You could change, in 2-3 yrs you could decide you do want to get out & do other things with your life. Babies really do tie you down.
Not meaning to sound all negative, it's just that you need to hear that lots of kids has downsides, too. Best maybe you planned one at a time. Friend has 7. She woke up in a pool of blood with No. 3 but that didn't put her off. With No. 7 she had terrible pregnancy problems; then she had painful & scary time with him for months. No.7 turns out to be the most impish child (not that rest are total angels, iyswim, but No.7 is the child you need eyes-in-back-of-head for). My No.3 is my difficult child. The type that teachers at school pray to never have. Thankfully No.4 is docile & sweet as muffins.
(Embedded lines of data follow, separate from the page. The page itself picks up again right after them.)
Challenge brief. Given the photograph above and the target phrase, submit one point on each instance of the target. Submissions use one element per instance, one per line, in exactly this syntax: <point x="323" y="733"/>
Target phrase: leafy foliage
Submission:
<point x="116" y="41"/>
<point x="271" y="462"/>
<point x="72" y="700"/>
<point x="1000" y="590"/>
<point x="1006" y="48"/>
Budgeting: Sky telly always seems like an indulgence to me, sorry. But then Broadband was once seen as an indulgence. You have to try to never buy or spend anything to find out what you can do without.
I spend about £300/month on regular clubs for my kids. Total indulgence.
Well we bought a six bedroomed house because we wanted lots of children and could afford lots. That was more than 20 years ago and eventually after five pregnancies we managed two healthy dc who survived. So plenty of money here but not rich in other ways. Although I couldn't have better DC than we have I would have given every penny if DS 2 hadn't died in my arms .
If only we could all have it all but I know what I'd rather have.